Aspartame and the hippocampus: Revealing a bi-directional, dose/time-dependent behavioural and morphological shift in mice.

作者信息

Onaolapo Adejoke Y, Onaolapo Olakunle J, Nwoha Polycarp U

机构信息

Department of Anatomy, Faculty of Basic Medical Sciences, College of Health Sciences, Ladoke Akintola University of Technology, Ogbomosho, Oyo State, Nigeria; Department of Anatomy and Cell Biology, Faculty of Basic Medical Sciences, Obafemi Awolowo University, Ile-Ife, Osun State, Nigeria.

Department of Pharmacology and Therapeutics, Faculty of Basic Medical Sciences, College of Health Sciences, Ladoke Akintola University of Technology, Osogbo, Osun State, Nigeria.

出版信息

Neurobiol Learn Mem. 2017 Mar;139:76-88. doi: 10.1016/j.nlm.2016.12.021. Epub 2016 Dec 31.

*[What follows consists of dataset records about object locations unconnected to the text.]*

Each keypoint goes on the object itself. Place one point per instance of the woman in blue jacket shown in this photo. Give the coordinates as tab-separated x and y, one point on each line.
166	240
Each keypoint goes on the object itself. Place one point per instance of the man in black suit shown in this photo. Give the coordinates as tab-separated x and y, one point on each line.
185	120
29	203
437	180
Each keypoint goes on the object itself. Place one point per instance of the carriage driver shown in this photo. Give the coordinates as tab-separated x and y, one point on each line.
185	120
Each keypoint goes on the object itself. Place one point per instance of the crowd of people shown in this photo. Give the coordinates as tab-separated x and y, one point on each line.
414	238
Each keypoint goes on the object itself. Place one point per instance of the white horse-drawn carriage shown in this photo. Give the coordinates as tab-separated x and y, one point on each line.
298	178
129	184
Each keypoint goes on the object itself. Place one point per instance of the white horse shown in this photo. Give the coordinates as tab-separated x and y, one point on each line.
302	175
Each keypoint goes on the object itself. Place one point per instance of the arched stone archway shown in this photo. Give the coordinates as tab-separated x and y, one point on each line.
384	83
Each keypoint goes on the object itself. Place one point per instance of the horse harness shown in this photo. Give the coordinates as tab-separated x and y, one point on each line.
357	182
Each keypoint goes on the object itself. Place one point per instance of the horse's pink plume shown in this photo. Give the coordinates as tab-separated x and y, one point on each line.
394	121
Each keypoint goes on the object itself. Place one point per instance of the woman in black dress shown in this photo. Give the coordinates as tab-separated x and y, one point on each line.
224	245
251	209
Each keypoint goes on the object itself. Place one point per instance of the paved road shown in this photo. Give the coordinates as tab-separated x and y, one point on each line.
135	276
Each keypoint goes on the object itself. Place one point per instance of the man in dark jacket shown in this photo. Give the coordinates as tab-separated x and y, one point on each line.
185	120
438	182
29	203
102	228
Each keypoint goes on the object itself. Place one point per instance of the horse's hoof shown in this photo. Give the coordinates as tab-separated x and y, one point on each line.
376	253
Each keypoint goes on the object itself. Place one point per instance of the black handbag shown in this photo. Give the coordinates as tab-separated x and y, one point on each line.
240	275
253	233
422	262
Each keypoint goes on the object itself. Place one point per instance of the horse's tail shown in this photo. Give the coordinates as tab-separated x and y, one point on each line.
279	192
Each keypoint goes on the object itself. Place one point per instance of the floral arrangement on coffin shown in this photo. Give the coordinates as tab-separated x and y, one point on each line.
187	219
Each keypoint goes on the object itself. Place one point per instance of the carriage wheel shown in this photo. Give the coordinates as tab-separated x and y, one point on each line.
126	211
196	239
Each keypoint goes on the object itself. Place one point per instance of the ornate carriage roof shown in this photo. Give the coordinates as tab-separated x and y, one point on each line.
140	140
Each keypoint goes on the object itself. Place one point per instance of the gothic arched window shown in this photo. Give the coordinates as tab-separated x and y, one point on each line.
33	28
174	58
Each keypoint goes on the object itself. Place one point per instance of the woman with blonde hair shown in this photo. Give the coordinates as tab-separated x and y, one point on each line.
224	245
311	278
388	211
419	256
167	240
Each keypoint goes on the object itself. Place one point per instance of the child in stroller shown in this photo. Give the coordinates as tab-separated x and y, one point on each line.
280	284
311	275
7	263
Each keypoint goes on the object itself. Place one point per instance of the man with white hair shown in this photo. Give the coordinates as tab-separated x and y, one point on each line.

DOI:10.1016/j.nlm.2016.12.021
PMID:28049023
Abstract

Changes, in behaviour, oxidative markers of stress and hippocampal morphology were evaluated following aspartame administration. Mice, (20-22g each) were given vehicle (10ml/kg) or aspartame (20, 40, 80 and 160mg/kg) daily for 28days. They were tested in the Y-maze, radial-arm maze and elevated plus-maze (EPM) after the first and last dose of vehicle or aspartame; and then sacrificed. Hippocampal slices were analysed for aspartic acid, nitric oxide (NO) and superoxide dismutase (SOD); and processed for general histology and neuritic plaques. Glial fibrillary-acid protein (GFAP) expression and neuron-specific enolase (NSE) activities were determined. Radial-arm maze scores increased significantly after acute administration at 80 and 160mg/kg. Repeated administration at 20 and 40mg/kg (Y-maze) and at 40mg/kg (radial-arm maze) was also associated with increased scores, however, performance decreased at higher doses. EPM tests revealed anxiogenic responses following both acute and repeated administration. Significant increase in SOD and NO activities were observed at 40, 80 and 160mg/kg. Neuron counts reduced at higher doses of aspartame. At 40, 80 and 160mg/kg, fewer GFAP-reactive astrocytes were observed in the cornus ammonis, but increased GFAP-reactivity was observed in the dentate gyrus subgranular zone. NSE-positive neurons were readily identifiable within the dentate gyrus at the lower doses of aspartame; but at 160mg/kg, there was marked neuron loss and reduction in NSE-positive neurons. Oral aspartame significantly altered behaviour, anti-oxidant status and morphology of the hippocampus in mice; also, it may probably trigger hippocampal adult neurogenesis.

摘要

在给予阿斯巴甜后,对行为、应激氧化标志物和海马形态的变化进行了评估。小鼠(每只20 - 22克)每天给予溶媒(10毫升/千克)或阿斯巴甜(20、40、80和160毫克/千克),持续28天。在首次和末次给予溶媒或阿斯巴甜后,对它们进行Y迷宫、放射状臂迷宫和高架十字迷宫(EPM)测试;然后处死。分析海马切片中的天冬氨酸、一氧化氮(NO)和超氧化物歧化酶(SOD);并进行常规组织学和神经炎性斑块处理。测定胶质纤维酸性蛋白(GFAP)表达和神经元特异性烯醇化酶(NSE)活性。在急性给予80和160毫克/千克时,放射状臂迷宫得分显著增加。在20和40毫克/千克(Y迷宫)以及40毫克/千克(放射状臂迷宫)重复给药时得分也增加,然而,在更高剂量时表现下降。EPM测试显示急性和重复给药后均有焦虑反应。在40、80和160毫克/千克时观察到SOD和NO活性显著增加。在较高剂量的阿斯巴甜下神经元数量减少。在40、80和160毫克/千克时,在海马角中观察到较少的GFAP反应性星形胶质细胞,但在齿状回颗粒下区观察到GFAP反应性增加。在较低剂量的阿斯巴甜时,在齿状回内很容易识别出NSE阳性神经元;但在160毫克/千克时,有明显的神经元丢失和NSE阳性神经元减少。口服阿斯巴甜显著改变了小鼠的行为、抗氧化状态和海马形态;此外,它可能会触发海马的成年神经发生。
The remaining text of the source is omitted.